Так было и с Фолкнером. Его творчество, обнаруживая связь с основными чертами реализма XX века, в то же время отмечено совершенно неповторимыми особенностями, новым взглядом на жизнь. Чтобы уяснить суть его, надо, может быть, для начала, вернуться к параллели с Бальзаком.
Последний, как известно, считал себя "секретарем французского общества", был занят анализом многоразличных сфер этого общества -политической, экономической, художественной, частной. Для Фолкнера безусловный и конечный интерес представляет только эта последняя -- частная -- жизнь. Индивидуальная судьба человека-- это, можно сказать, альфа и омега его творчества. Не раз и не два, с упорством необыкновенным, он повторял, что лишь "одинокий голос" человека есть единственная ценность в мире, что "спасение человека кроется в нем самом как индивидуальности, что он имеет значение именно как само себе довлеющее единство, а вовсе не как член общества"{40}.
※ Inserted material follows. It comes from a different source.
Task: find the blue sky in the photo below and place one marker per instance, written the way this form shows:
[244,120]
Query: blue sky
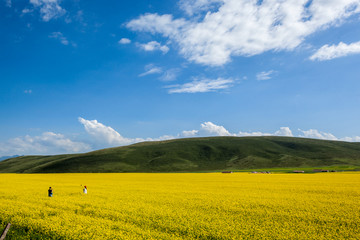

В этих словах -- а они подтверждаются всею деятельностью Фолкнера как художника -- и кроется объяснение неожиданности и странности поэтического мира писателя, его новаторства в {двадцатом} веке.
Автор "Шума и ярости" берет по сути дела ситуацию, широко испытанную его недавними предшественниками, -- постепенное вырождение одного семейства: "Будденброки", "Сага о Форсайтах", "Семья Тибо"{41}. С точки зрения упомянутых выше особенностей современного искусства их авторы безусловно принадлежат нынешнему столетию: жизнь общества, притом в самых решающих своих чертах, изображается в романах через судьбы людей разных поколений, картины времени здесь поверяются внутренними состояниями человеческой души. С другой стороны, реально-историческое время и время, так сказать, индивидуально-психологическое в "семейных романах" неразрывны, больше того -- объективный ход истории явно подчиняет, вбирает в себя представления и ощущения персонажей; потому и повествование сохраняет зримые черты традиционности: неторопливый, подробно воссозданный, хронологически последовательный ход действия.